The "vague bullshit in between cute animations" approach really doesn't work at all for this type of product.
EDIT another: https://twitter.com/datapath_io/status/559741202342625280/ph...
But... what happens if datapath.io goes down?
https://www.youtube.com/watch?x-yt-ts=1422411861&feature=pla...
But, would this not break the internet if everyone used it? routing individual IPs (rather than large blocks) sounds like it would end in chaos?
Call me crazy, but I'm not sure I really care about keeping my IPs. Route 53 seems as close to bulletproof as we're going to find with DNS, and it's got cloud-independent failover routing built in. Point the primary record at your nice little EC2 server, and have the secondary record pointing as Azure or Google Cloud or your mom's laptop, whatever, and it'll do what Datapath is doing without futzing with your routing. ...right?

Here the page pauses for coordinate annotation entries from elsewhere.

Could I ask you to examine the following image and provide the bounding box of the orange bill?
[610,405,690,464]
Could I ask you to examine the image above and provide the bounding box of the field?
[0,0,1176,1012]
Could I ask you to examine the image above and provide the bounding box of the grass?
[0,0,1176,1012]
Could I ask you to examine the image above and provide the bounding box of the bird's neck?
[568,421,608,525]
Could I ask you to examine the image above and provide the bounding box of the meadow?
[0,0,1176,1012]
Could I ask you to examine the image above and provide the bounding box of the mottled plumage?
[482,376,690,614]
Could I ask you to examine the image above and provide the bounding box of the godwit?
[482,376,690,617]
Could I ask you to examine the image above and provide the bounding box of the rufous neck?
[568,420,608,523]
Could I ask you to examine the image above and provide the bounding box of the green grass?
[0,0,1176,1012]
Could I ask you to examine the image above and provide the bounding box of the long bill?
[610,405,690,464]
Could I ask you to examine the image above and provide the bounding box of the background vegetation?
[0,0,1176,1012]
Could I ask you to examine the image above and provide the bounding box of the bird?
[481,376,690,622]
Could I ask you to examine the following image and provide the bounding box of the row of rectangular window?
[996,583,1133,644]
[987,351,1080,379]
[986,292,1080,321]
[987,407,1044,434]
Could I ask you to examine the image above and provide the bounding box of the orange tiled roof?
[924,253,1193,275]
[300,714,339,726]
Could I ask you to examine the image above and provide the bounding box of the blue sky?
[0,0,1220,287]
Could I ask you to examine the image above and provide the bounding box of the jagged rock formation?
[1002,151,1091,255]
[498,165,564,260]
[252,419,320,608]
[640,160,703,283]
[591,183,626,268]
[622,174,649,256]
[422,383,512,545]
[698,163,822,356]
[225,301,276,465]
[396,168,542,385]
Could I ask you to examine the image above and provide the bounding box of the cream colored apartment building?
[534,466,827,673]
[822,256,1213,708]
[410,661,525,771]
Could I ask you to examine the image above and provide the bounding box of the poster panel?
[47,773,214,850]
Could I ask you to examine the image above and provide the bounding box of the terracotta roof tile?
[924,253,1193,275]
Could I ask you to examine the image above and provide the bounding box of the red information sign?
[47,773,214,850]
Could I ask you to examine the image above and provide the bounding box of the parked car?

How is the TTL not reliable?
In my personal experience DNS cut-overs have never been a problem. Is there any major OS or ISP doing DNS wrong?
Where is it physically located, what about congestion of the appliance itself, what are your peerings?
What does transit mean in this context; like between my VPC and your appliance? Can you give an example for e.g. an AWS region?
How is the appliance implemented, is it physical hardware, EC2 instances? Is it redundant, how do you scale it in terms of bandwidth?